With a square bandage at the back of his head marking the spot where doctors had performed a biopsy that led to the diagnosis of a malignant glioma, Kennedy flashed a thumbs-up sign to well-wishers and kissed his relatives before driving off to his family compound in Hyannisport on Cape Cod.
The hospital released a statement from Kennedy's doctors on Wednesday, according to the Boston Globe, that said: "Senator Kennedy has recovered remarkably quickly from his Monday procedure and therefore will be released from the hospital today ahead of schedule. He will return to his home on Cape Cod while we await further test results and determine treatment plans. He's feeling well and eager to get started."
Doctors treating the 76-year-old senator, who had been in Massachusetts General Hospital since he suffered a seizure on Saturday, said Tuesday that tests showed the malignant tumor in his left parietal lobe.
Dr. Lee Schwamm, vice chairman in the department of neurology, and Dr. Larry Ronan, the senator's primary care physician, issued a statement Tuesday that read: "Preliminary results from a biopsy of the brain identified the cause of the seizure as a malignant glioma in the left parietal lobe. The usual course of treatment includes combinations of various forms of radiation and chemotherapy. Decisions regarding the best course of treatment for Sen. Kennedy will be determined after further testing and analysis."
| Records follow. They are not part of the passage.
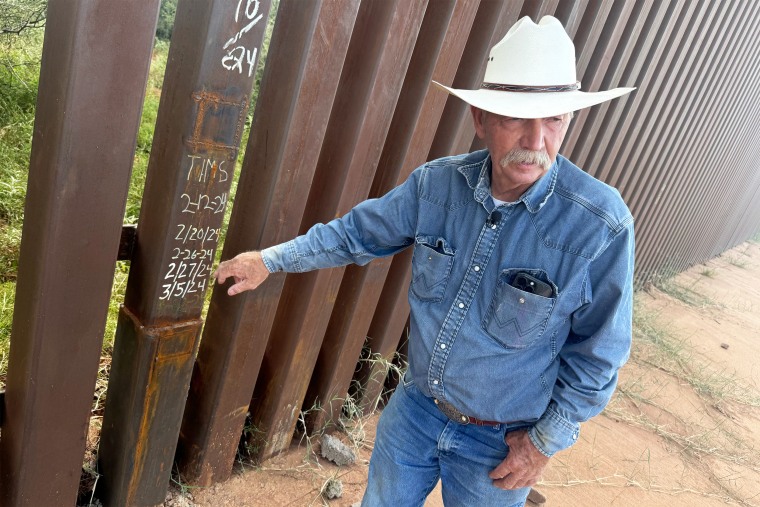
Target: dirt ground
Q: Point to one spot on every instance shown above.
(683, 428)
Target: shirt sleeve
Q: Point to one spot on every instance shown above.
(374, 228)
(597, 346)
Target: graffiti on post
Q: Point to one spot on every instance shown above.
(237, 55)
The American Cancer Society estimates that 21,810 malignant tumors of the brain or spinal cord will be diagnosed this year in the United States. Approximately 13,070 people -- 7,420 men and 5,650 women -- will die from these malignant tumors. The cancers account for about 1.3 percent of all cancers and 2.2 percent of all cancer-related deaths in the United States.
A patient's prognosis depends on the "grade" of the tumor, said Dr. Isabelle Germano, co-director of The Radiosurgery Program at Mount Sinai Medical Center in New York City. Five-year survival rates for low-grade (grade 1) tumors can be as high as 95 percent; for grade 4 tumors, five-year survival plummets to about 5 percent, she said.
Dr. Deepa Subramaniam, director of the brain tumor center at Georgetown University's Lombardi Cancer Center in Washington, D.C., said younger people tend to be diagnosed with low-grade tumors while older individuals tend to have more aggressive ones.
The first evidence that a person has a malignant tumor is often a seizure like the one Kennedy suffered, or stroke-like symptoms.
"One of the most important things is whether this tumor is in a location that would allow him [Kennedy] to have surgery, because that will definitely improve the chances of long-term success," Subramaniam said. Only about 40 percent of tumors are operable, she added.
The parietal lobe, where Kennedy's tumor appears to be located, governs strength in one-half of the body. "It would leave him with weakness in one half of his body, so they might not take it out," Subramaniam said.
Without surgery, patients are left with chemotherapy (only one drug is currently approved for malignant glioma) and radiation, often given concurrently for the first six weeks. If that is well tolerated and if the tumor hasn't grown, patients might receive additional chemotherapy for the next five months or longer, Subramaniam said.
In the most aggressive form of the cancer -- grade 4 -- patients can live for about a year with the full complement of therapies, Subramaniam said. Without treatment, however, the prognosis is usually a few months.
But the outlook isn't always that grim. Subramaniam said she has examples of patients who have lived for two years, "so it's not clear why some patients live so long while others die within a year."
Dr. Jonathan Friedman, director of the Texas Brain and Spine Institute in College Station, said that, given a "diagnosis of malignant glioma, surgery is generally not curative. The primary role of surgery is to biopsy and ascertain the diagnosis and, in some circumstances, there's a role for debulking or removal of a significant volume of tumor. But in some circumstances that's not possible or not desirable.